If you’re one of the people I pay to be my friends and regular readers, then you’ve probably noticed that I’ve stopped blogging my daily devotions. This is because I began to realize that they weren’t very well polished—I hadn’t taken the time to consider what I was writing. So instead, my plan is to journal my devotions and then post a summary of what I’m learning about twice a week.

2 Timothy 3:5-9
5 …Avoid such people [false teachers]. 6 For among them are those who creep into households and capture weak women, burdened with sins and led astray by various passions, 7 always learning and never able to arrive at a knowledge of the truth.

Certain women in the Ephesian church which Timothy pastored were identified by Paul as “weak.” They were susceptible to false teachers, who presumably took advantage of them for money, influence, and possibly sex. Even today, many false teachers (some televangelists, for example) do the same thing.

So what made these women weak and vulnerable? Paul identifies three factors:

  1. They were “burdened with sins” (v. 6). They were weighed down by sinful habits; thus, their spiritual discernment was dulled, and they were likely looking for a “silver bullet” that would magically eliminate their sinful behaviors.
  2. They were “led astray by various passions” (v. 6). Their passions led them to further sin; moreover, these passions may have caused them to lust after the flashy, trendy, fine-sounding words of the false teachers who peddled a new-and-improved gospel.
  3. They were “always learning and never able to arrive at a knowledge of the truth” (v. 7). The above passage runs in parallel to 4:3-4, which explains that people love to “accumulate for themselves teachers to suit their own passions”; rather, they “will turn away from listening to the truth and wander off into myths.” While the women Paul mentions are eating up the things these teachers say, they are arriving not at truth but at falsehood.
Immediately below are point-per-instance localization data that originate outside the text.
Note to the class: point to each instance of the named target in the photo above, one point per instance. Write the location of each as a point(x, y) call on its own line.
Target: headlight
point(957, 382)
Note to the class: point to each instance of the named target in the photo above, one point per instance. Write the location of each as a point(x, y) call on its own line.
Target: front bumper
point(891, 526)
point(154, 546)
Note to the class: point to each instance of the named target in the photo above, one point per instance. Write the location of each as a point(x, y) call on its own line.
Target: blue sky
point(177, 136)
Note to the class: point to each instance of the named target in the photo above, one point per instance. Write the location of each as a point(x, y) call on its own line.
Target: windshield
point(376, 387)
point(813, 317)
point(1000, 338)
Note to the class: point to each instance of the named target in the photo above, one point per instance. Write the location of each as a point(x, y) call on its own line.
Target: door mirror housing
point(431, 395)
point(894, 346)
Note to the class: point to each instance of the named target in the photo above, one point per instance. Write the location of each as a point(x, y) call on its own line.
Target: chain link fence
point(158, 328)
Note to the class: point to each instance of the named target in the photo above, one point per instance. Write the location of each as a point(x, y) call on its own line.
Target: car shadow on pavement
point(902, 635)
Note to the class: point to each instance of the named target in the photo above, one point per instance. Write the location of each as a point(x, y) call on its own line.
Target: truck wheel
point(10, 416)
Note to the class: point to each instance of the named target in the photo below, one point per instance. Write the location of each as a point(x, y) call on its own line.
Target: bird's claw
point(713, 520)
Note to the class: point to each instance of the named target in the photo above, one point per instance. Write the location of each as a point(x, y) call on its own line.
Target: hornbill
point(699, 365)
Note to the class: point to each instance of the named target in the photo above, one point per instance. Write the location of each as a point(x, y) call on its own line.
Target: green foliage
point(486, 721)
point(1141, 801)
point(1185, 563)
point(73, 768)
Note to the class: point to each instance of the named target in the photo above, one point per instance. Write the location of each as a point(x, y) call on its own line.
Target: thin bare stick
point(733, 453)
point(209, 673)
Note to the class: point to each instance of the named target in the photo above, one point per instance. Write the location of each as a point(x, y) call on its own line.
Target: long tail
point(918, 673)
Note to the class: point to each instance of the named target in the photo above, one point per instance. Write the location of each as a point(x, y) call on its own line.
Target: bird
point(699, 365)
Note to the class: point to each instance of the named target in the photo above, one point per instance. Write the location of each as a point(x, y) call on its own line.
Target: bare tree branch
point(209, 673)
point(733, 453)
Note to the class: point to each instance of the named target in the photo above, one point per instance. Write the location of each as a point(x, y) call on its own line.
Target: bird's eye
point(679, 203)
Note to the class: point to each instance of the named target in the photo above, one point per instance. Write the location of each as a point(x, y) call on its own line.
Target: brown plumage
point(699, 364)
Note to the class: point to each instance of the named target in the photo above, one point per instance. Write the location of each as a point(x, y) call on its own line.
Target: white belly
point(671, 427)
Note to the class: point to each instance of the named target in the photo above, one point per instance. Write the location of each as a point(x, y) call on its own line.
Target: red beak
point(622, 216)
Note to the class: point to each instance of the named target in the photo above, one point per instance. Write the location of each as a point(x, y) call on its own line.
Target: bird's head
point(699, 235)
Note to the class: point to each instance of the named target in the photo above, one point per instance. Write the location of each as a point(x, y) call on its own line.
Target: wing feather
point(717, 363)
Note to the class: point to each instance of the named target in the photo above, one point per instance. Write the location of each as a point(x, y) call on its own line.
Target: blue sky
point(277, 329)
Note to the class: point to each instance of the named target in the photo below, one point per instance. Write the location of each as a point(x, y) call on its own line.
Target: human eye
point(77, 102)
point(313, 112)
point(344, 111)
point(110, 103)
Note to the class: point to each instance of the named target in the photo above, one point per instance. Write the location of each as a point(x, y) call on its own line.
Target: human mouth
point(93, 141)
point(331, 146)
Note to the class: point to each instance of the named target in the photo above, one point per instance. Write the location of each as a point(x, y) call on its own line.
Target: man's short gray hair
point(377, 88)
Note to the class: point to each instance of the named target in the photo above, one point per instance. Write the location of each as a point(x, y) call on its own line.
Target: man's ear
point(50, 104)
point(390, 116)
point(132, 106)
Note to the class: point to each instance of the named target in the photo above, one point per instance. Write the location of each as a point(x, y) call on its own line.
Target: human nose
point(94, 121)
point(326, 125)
So here’s how we can guard against vulnerability to false teaching:

  1. Flee sin. There is no such thing as a harmless sin; every sin is a gateway to a world of evil. Every foolish choice leads to more foolish choices down the road. Eventually, we place ourselves in a position where we cannot discern right from wrong or truth from error. We may become desperate for something, anything to help us escape the pain that results from opposition to our Lord. It is far better to prevent this from happening in the first place…as the old proverb goes, an ounce of prevention is worth a pound of cure.
  2. Beware of our natural lust for catchy slogans, charming leaders, and clever (but non-biblical) teachings. We so easily mistake professionalism, prosperity, and charisma for truth and spiritual maturity.
  3. Be careful where we direct our zeal. Just because I’m enthusiastically digging into an appealing teaching doesn’t mean that I am growing in the knowledge of the truth. If we are to know God more, our delight must lie in the truth of His Word (3:15-17).